Gli investitori cinesi hanno finanziato la costruzione di dozzine di complessi industriali vicino alla capitale Kampala e alle città vicine, che ora ospitano diverse società cinesi. L'Uganda ha promesso una periodo tax free di 10 anni per gli investitori stranieri che hanno creato industrie nelle città tradizionali e in altre aree al di fuori dell'area metropolitana di Kampala.

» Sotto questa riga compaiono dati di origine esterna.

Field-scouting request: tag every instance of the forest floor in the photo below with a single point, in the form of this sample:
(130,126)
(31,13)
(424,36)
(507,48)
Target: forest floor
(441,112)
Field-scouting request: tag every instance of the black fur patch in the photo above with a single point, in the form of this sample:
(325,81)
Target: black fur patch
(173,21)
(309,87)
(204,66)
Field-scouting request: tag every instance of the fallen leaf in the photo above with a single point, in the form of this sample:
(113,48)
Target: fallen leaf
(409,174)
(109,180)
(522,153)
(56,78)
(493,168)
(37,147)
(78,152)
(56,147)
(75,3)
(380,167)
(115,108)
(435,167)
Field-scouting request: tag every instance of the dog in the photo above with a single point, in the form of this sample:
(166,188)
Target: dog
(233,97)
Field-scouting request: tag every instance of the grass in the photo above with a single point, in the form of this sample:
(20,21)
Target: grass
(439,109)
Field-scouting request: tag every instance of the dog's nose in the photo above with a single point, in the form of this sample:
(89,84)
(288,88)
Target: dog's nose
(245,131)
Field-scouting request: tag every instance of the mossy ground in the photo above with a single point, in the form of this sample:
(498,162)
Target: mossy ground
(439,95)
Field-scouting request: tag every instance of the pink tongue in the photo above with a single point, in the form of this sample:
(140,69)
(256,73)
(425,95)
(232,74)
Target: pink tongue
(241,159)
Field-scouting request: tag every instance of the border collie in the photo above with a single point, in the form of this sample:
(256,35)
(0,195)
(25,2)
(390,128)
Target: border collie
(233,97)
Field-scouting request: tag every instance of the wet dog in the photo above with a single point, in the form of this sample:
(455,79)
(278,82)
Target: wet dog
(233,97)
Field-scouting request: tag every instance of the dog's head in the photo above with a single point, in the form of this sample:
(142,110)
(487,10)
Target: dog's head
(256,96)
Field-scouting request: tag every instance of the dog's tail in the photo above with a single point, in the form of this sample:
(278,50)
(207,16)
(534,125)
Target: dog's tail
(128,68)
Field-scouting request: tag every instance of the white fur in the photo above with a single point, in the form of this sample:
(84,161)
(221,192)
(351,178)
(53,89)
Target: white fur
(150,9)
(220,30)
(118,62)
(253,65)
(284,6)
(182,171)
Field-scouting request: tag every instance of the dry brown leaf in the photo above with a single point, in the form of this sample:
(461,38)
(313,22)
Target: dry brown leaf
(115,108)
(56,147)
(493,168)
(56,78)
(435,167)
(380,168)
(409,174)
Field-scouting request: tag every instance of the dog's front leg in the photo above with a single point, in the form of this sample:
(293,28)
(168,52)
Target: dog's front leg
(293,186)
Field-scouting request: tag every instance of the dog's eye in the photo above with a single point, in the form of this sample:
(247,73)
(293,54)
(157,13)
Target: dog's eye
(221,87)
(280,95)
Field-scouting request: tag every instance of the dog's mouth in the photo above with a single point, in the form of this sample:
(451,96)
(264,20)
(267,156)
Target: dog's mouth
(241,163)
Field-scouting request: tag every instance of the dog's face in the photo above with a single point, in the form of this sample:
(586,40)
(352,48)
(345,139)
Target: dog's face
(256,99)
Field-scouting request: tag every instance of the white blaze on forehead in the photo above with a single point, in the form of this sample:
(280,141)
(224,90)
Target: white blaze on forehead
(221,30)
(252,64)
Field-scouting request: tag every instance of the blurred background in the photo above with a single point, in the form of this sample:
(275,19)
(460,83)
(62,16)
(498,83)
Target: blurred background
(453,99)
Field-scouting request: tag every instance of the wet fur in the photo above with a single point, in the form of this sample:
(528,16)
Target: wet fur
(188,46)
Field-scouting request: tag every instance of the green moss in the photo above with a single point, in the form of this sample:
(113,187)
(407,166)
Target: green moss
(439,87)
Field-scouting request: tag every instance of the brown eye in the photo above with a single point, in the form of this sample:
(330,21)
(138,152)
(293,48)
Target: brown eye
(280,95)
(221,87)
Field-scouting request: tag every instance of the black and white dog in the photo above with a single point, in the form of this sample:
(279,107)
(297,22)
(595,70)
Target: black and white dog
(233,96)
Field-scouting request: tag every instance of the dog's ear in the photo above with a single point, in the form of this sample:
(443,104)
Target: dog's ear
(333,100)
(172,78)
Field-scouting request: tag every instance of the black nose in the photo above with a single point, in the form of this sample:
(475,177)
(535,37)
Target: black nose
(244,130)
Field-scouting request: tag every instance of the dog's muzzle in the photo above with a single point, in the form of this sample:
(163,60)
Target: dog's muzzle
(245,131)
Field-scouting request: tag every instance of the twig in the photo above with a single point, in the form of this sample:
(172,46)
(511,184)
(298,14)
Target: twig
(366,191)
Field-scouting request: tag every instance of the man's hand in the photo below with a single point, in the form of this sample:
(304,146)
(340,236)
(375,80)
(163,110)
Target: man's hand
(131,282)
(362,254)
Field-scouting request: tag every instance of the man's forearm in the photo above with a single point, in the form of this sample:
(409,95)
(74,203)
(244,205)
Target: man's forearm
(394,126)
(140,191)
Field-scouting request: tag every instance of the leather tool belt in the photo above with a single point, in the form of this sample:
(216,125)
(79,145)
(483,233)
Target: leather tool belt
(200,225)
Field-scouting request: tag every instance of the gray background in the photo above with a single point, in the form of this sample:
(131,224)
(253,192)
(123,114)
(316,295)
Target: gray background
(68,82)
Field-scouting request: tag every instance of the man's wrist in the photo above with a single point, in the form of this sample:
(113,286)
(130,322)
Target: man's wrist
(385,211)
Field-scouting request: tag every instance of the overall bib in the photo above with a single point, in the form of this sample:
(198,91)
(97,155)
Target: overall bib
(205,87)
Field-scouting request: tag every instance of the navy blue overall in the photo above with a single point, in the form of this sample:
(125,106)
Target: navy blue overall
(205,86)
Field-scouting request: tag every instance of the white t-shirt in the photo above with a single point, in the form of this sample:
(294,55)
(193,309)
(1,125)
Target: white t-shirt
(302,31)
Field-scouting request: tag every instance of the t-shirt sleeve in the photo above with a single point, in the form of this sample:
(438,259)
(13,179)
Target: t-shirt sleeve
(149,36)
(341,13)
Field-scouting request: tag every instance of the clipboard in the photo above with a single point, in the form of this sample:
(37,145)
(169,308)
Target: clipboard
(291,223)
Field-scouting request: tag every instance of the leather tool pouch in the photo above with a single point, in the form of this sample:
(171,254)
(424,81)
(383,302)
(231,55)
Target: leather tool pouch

In Etiopia, gli investitori cinesi hanno pompato miliardi nelle industrie leggere del Corno d'Africa che hanno reso il paese un grande produttore di abbigliamento e di pelletteria, esportando negli Stati Uniti e in Europa. L'Etiopia sta ora emergendo come una delle destinazioni preferite per le imprese ad alta intensità di lavoro, in particolare quelle nel settore dell'abbigliamento, tessile e cuoio.

Una moderna linea ferroviaria che collega le industrie leggere in Etiopia al porto di Gibuti ha contribuito a rafforzare le ambizioni di esportazione senza sbocco sul mare dell'Etiopia. Il paese punta a diventare un hub di produzione leggera in Africa entro il 2025.

I complessi industriali e le zone di libero scambio fanno parte della Belt and Road Initiative di Pechino, che cerca di aprire rotte commerciali via mare e via terra con il Sud-est e l'Asia centrale, il Medio Oriente e l'Africa.

In Nord Africa, nella zona industriale del Canale di Suez, in Egitto, l'area di sviluppo economico-tecnologico di Tianjin (Teda) ha costruito una vasta area industriale nota come zona di cooperazione economica e commerciale Teda Suez Cina-Egitto o città di Teda, dove si trovano centinaia di aziende cinesi, per cogliere le opportunità che si presentano con il progetto Belt and Road.

La zona economica di Suez è strategica per la Cina poiché si trova al confine tra Asia, Africa ed Europa, il che significa che può accedere facilmente a quei mercati, a differenza di dover spedire merci dalla Cina continentale. La zona ospita diverse aziende e aziende manifatturiere, tra cui Jushi, un gigante cinese della vetroresina, che ha trasformato il paese nordafricano nel terzo produttore mondiale di vetroresina, vicino agli Stati Uniti e alla Cina.

Negli ultimi quindici anni, gli scambi commerciali tra l'Africa e la Cina sono stati moltiplicati per undici fino a superare i 170 miliardi di euro. Gli investimenti cinesi in Africa sono invece stati moltiplicati per sette, raggiungendo i 5,4 miliardi di euro. Oggi, un milione di cinesi vive nel Continente nero e circa 50 mila studenti africani è iscritto nelle università cinesi.